Espionage group Witchetty has been seen using a backdoor Trojan that utilizes steganography, along with other new tools.
Witchetty espionage group uses updated toolkit.
The Symantec Threat Hunter Team, part of Broadcom Software, released a blog today detailing the Witchetty espionage group (also known as LookingFrog) and their updated toolset. Witchetty has been seen to be targeting the governments of two Middle Eastern countries, as well as the stock exchange for a nation in Africa.

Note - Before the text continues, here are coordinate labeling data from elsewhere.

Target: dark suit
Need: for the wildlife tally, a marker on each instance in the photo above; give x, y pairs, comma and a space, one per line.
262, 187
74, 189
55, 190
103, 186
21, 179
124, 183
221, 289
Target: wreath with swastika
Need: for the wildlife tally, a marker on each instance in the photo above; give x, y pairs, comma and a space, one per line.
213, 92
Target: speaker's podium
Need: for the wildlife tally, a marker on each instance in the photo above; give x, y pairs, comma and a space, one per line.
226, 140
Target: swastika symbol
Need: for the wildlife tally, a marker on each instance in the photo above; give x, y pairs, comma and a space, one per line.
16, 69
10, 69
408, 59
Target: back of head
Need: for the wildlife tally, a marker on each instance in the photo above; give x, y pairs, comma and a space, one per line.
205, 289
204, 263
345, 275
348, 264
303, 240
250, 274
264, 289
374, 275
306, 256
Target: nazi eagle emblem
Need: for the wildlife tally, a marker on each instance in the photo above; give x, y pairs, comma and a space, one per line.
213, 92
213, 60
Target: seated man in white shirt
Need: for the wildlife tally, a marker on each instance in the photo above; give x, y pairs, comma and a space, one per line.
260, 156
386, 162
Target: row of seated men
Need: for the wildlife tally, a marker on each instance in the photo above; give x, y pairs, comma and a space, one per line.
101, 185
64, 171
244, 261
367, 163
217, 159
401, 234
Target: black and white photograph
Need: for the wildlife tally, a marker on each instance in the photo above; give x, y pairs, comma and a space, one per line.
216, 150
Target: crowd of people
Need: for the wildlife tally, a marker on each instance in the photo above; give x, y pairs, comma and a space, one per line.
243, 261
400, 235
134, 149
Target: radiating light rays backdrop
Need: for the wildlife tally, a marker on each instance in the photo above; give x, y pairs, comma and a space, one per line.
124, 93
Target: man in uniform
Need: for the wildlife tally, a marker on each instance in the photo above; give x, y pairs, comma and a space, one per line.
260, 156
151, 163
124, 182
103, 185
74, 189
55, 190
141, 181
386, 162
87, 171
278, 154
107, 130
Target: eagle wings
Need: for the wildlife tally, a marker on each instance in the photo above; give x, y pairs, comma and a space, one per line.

Witchetty has been using the LookBack backdoor, but it appears new malware has been added to the group’s toolkit. A backdoor Trojan known as Backdoor.Stegmap has been seen in use, utilizing steganography: a technique in which malicious code is hidden in an image. It is explained by researchers that a DLL loader downloads a bitmap file appearing to be an old Microsoft logo from a GitHub repository. The payload is hidden within the file, and is decrypted with an XOR key. This method of disguising the payload allows for it to appear more trustworthy, as it comes from GitHub and not an attacker-controlled command-and-control server. The payload can create and remove directories, copy files, move files, and delete files, start a new process, download and run an executable and terminate this process, steal local files, enumerate and kill processes, and read, create and delete registry keys, as well as setting a registry key value.
Other new tools utilized by the group include a custom proxy utility, where the “infected computer acts as the server and connects to a C&C server acting as a client, instead of the other way around;” a custom port scanner, which scans the network ports in a subnet; and a custom persistence utility, which autostarts in the registry as “NVIDIA display core component.”
The Record by Recorded Future quotes Dick O’Brien, a member of the Symantec Threat Hunter team, saying “From what we can see, their end goal is classic espionage, finding computers on the network, stealing data and exfiltrating it out of the organization.”
Symantec doesn't offer an attribution, but it does quote ESET's association of Witchetty with TA410, a group other researchers have associated with China's Ministry of State Security.